Mais le pire, c'est de savoir que cet homme n'est pas un cas isolé et qu'il a une famille, tout aussi folle que lui. Entre le frère qui est complétement fou et sans éducation (le même gars qu'ils ont accepté de prendre en stop en début de film), le père qui a beau être civilisé mais qui se sert de sa couverture pour cacher cette horrible vérité qu'ils sont cannibales et le grand-père qui a aussi un masque fait en peau. C'est ça qui est flippant, je trouve. Ce n'est pas le fait qu'un gars tranche et découpe des corps (même si c'est déjà horrifiant en soi), c'est le fait qu'on a tout une famille qui est l'auteur de plusieurs autres victimes en amont de ce qu'il se passe dans le film et que rien ne les a amené à se dire que c'était mauvais de faire ça et que rien ne les a arrêté jusqu'ici.
Maintenant, je repense au début du film où ils achètent des grillades à la station service du père de famille cannibale et bien... je croise les doigts pour que c'était du bœuf.

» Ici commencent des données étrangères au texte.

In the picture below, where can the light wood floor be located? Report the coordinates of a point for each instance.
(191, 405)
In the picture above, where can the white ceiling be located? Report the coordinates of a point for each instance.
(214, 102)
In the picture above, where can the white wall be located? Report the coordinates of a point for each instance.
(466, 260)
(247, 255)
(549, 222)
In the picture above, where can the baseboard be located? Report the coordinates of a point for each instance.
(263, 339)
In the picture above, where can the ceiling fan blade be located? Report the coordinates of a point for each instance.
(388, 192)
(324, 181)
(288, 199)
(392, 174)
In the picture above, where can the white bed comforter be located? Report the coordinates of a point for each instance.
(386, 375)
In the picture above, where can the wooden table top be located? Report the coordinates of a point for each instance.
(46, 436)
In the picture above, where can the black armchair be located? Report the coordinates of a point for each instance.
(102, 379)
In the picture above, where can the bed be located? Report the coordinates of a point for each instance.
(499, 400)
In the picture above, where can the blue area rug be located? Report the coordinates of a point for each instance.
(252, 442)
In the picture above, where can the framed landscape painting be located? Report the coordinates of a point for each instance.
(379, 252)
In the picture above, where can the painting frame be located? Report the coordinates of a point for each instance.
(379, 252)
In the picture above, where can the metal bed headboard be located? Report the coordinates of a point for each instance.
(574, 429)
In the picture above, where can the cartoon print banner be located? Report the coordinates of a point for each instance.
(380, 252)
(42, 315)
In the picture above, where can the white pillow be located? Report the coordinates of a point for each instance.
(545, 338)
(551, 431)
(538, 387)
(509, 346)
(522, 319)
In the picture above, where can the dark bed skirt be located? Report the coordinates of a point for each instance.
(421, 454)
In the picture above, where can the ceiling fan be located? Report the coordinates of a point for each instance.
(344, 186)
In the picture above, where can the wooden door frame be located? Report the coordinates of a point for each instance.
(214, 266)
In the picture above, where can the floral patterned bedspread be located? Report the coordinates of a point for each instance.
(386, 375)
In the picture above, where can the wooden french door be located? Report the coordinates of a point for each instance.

Conclusion : Gros classique là aussi, je ne regrette pas de l'avoir vu. Par contre, on sent vraiment que le film a vieilli, il y a des scènes où - malgré les plans de caméras - on voit clairement que l'acteur ne vise pas vraiment les corps et attaque à côté, comme Moussa Sissoko quand il est devant les cages adverses sous le maillot de Tottenham. Ce qui me fait remarquer que le film n'avait qu'un faible budget à l'époque et qu'en ce sens, ils n'avaient probablement pas les moyens d'utiliser des mannequins pour certaines séquences. Mais cela n'est qu'un détail et ne nous sort pas trop du film.